- Born: 22 May 1932 Paris, French Third Republic
- Died: 4 May 2020 (aged 87) Bad Krozingen, Germany
- Burial: Bad Krozingen
- Spouses: Prince Franz Josef of Hohenzollern ​ ​(m. 1955; div. 1961)​ Hans Joachim Oehmichen ​ ​(m. 1961; died 1995)​
- Issue: Alexander Oehmichen Gaetano Oehmichen Maria Oehmichen

Names
- Diane Marguerite de Bourbon-Parme
- House: Bourbon-Parma
- Father: Prince Gaetano of Bourbon-Parma
- Mother: Princess Margarete of Thurn and Taxis

= Princess Diana of Bourbon-Parma =

French aristocrat (1932–2020)

Princess Diana Margherita of Bourbon-Parma (Diane Marguerite de Bourbon-Parme in French; 22 May 1932 – 4 May 2020) was a French aristocrat and member of the House of Bourbon-Parma, a cadet branch of the Spanish royal family.

== Biography ==
Princess Diana was born in Paris on 22 May 1932 to Prince Gaetano of Bourbon-Parma and Princess Margarete of Thurn and Taxis. In 1955 she married Prince Franz Josef Hubertus Maria Meinrad Michael of Hohenzollern-Sigmaringen, son of Frederick, Prince of Hohenzollern. She gave birth to a son, Alexander, in 1957.

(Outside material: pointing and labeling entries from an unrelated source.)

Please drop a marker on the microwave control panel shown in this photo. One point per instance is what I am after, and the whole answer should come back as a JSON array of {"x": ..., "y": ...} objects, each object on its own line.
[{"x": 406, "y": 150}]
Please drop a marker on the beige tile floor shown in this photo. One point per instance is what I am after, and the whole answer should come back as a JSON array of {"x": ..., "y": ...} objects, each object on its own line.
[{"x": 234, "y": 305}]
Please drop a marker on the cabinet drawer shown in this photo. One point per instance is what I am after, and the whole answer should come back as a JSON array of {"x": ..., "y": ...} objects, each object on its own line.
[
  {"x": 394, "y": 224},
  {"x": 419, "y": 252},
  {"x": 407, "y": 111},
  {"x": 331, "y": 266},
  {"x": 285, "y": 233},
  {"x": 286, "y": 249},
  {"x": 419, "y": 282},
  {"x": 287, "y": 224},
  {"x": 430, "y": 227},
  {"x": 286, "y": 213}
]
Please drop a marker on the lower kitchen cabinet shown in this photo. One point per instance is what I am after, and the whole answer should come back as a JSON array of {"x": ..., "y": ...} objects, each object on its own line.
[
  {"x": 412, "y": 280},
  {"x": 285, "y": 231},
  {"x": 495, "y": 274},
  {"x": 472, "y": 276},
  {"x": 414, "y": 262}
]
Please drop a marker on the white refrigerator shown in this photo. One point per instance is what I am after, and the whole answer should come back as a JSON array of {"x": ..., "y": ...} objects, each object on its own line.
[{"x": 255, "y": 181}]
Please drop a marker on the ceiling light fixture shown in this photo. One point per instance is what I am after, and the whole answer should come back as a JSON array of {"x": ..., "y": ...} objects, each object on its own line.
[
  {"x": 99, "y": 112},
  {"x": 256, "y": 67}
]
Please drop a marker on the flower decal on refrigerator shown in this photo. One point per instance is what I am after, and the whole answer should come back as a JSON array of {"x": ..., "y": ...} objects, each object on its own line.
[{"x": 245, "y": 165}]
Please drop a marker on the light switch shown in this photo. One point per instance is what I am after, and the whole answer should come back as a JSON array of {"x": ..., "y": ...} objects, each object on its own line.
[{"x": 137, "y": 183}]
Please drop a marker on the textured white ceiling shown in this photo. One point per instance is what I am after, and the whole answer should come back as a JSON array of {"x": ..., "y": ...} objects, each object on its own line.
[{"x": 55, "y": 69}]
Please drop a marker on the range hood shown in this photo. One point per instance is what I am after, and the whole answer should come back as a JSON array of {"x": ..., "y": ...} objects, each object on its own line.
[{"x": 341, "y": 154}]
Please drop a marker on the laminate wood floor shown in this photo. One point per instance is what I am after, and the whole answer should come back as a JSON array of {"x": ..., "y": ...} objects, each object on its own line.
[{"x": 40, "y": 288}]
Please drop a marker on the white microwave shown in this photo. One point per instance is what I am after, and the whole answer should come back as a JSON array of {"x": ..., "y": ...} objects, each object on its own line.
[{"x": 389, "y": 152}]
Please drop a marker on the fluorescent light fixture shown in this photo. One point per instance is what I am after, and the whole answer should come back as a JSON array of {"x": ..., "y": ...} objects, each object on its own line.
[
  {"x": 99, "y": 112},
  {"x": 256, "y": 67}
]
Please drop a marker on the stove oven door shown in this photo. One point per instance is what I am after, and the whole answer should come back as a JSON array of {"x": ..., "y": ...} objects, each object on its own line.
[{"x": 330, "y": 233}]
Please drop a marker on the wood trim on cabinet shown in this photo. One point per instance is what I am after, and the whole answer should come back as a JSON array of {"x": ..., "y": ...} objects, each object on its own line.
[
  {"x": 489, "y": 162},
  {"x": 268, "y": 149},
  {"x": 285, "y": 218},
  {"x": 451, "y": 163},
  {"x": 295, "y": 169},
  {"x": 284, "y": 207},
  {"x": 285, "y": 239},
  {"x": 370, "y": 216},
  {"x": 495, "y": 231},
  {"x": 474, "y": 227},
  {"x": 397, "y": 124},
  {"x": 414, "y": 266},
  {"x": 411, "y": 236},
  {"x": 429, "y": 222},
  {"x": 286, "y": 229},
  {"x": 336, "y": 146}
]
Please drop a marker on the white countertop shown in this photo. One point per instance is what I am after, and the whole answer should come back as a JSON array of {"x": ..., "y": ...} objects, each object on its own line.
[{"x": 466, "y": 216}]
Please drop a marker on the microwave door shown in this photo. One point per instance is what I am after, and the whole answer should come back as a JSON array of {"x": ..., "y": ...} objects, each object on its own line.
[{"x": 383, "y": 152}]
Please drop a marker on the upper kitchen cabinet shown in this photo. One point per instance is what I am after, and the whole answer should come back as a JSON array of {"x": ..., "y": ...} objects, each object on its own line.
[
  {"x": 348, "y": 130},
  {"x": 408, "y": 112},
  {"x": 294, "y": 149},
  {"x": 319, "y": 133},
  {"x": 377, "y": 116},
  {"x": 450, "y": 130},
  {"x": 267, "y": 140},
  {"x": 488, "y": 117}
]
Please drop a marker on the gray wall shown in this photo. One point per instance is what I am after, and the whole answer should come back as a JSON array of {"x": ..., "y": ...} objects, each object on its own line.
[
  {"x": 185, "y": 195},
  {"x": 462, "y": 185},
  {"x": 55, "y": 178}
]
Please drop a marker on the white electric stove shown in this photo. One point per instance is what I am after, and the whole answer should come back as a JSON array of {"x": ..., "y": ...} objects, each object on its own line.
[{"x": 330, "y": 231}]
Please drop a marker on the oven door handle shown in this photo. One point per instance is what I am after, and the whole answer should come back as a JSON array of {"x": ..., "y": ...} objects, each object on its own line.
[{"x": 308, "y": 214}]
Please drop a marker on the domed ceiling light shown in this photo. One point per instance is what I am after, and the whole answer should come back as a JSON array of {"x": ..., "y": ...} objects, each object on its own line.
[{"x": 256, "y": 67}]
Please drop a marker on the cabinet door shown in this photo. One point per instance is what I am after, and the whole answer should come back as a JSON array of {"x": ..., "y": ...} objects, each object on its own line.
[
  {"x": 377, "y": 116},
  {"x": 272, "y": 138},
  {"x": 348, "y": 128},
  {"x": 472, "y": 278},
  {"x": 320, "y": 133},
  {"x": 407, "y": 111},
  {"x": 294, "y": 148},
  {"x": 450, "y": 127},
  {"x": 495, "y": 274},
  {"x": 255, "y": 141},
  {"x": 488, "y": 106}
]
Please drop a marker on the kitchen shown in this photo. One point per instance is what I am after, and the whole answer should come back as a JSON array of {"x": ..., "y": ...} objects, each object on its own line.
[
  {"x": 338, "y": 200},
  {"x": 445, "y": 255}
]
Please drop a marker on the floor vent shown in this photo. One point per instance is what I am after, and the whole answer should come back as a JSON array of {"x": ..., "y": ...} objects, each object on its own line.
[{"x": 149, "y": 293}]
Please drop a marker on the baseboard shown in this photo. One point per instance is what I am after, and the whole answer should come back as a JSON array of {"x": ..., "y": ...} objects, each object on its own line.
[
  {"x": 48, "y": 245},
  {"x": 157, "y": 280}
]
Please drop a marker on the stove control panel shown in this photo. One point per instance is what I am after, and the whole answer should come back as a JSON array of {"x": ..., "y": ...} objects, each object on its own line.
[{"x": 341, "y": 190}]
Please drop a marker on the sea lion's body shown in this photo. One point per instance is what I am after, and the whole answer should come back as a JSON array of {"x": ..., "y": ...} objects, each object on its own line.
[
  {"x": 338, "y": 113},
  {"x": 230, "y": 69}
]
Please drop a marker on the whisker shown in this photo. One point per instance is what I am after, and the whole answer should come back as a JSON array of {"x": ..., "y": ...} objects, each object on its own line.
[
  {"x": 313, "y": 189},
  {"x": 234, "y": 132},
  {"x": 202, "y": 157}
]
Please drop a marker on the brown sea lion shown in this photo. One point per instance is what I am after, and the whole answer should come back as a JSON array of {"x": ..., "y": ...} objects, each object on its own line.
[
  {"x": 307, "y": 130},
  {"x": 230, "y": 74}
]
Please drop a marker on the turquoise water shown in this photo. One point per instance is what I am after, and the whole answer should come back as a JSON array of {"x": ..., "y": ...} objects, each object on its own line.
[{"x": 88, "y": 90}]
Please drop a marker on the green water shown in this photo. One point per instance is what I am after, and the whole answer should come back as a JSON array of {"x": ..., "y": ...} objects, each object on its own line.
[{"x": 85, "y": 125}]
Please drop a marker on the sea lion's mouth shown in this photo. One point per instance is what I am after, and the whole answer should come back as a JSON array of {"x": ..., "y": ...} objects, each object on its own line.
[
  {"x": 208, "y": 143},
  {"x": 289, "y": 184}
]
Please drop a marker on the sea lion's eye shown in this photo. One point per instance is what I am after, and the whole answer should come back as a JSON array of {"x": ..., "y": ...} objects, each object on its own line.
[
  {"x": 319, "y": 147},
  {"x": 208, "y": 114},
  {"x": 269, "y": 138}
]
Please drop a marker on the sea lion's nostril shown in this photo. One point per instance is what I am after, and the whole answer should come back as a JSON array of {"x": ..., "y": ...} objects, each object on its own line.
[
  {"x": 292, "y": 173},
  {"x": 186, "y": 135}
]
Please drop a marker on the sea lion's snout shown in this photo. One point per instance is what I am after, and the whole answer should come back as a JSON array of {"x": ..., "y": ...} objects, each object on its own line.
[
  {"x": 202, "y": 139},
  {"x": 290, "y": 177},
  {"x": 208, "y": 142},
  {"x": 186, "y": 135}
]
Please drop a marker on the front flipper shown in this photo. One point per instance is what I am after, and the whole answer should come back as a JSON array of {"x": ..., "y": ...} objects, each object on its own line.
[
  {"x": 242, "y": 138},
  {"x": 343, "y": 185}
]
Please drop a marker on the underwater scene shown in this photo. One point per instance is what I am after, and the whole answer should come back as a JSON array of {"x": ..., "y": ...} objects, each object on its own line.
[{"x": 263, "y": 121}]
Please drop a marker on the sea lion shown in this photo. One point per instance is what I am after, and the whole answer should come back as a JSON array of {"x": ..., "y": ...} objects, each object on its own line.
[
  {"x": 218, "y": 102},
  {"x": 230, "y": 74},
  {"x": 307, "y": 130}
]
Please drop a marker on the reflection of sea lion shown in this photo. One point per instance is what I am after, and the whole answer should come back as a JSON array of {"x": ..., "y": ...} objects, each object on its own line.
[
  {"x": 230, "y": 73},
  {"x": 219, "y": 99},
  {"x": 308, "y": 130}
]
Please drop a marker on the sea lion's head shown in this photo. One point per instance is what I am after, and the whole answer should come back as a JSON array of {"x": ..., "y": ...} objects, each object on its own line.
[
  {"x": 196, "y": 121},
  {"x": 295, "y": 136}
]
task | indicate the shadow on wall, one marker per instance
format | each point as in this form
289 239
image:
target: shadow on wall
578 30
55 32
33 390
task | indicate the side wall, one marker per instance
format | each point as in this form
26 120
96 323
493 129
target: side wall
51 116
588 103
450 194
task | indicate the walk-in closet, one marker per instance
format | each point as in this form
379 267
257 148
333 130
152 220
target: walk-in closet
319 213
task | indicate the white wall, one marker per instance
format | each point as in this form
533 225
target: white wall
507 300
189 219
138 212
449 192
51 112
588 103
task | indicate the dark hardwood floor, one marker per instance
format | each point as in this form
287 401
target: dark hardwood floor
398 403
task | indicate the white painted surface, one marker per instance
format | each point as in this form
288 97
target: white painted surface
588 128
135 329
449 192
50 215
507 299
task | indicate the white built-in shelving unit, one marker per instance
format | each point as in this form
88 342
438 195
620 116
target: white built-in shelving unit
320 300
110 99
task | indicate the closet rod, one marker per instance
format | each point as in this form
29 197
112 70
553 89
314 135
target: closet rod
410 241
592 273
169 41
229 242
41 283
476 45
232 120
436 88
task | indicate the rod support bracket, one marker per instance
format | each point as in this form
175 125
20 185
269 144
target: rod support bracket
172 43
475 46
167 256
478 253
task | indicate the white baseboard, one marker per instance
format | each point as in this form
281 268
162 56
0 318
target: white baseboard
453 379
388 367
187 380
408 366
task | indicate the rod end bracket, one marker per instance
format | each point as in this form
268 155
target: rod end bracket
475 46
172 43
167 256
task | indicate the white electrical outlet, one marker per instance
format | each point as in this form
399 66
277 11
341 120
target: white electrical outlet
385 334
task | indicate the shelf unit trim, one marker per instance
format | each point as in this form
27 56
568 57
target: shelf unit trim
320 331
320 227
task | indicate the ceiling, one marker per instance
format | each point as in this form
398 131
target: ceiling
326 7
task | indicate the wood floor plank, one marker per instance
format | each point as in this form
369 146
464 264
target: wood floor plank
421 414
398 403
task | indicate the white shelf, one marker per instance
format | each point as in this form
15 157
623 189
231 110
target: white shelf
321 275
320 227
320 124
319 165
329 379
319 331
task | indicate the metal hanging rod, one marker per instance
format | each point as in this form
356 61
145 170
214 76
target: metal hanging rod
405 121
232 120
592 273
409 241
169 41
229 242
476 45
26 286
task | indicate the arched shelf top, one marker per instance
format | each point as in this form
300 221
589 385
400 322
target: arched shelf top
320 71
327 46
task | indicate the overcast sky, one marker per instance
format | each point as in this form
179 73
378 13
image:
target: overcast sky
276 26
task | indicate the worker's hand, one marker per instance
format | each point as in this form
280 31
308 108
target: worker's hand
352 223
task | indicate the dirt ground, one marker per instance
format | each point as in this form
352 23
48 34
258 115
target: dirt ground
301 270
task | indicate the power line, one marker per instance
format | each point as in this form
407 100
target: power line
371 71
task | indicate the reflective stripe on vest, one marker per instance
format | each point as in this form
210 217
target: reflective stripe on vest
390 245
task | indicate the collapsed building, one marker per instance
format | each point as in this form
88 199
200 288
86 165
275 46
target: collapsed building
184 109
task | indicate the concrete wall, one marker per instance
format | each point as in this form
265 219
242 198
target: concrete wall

She and Prince Franz Josef divorced in 1961 after it was revealed that the prince was not Alexander's biological father. On 21 March 1961 she married her son's biological father, Hans Joachim Oehmichen, in Stuttgart.They had two more children, Gaetano and Maria, and had their marriage consecrated in the Catholic Church in 1992. Her first marriage was officially annulled by the Catholic Church on 17 January 1980. Her second husband died in 1995. Diana resided for 8 years in the Villa Le Pianore in Camaiore, a historic residence for the Bourbons and visited there in 2013. Princess Diana died from COVID-19 in Bad Krozingen, Germany on 4 May 2020.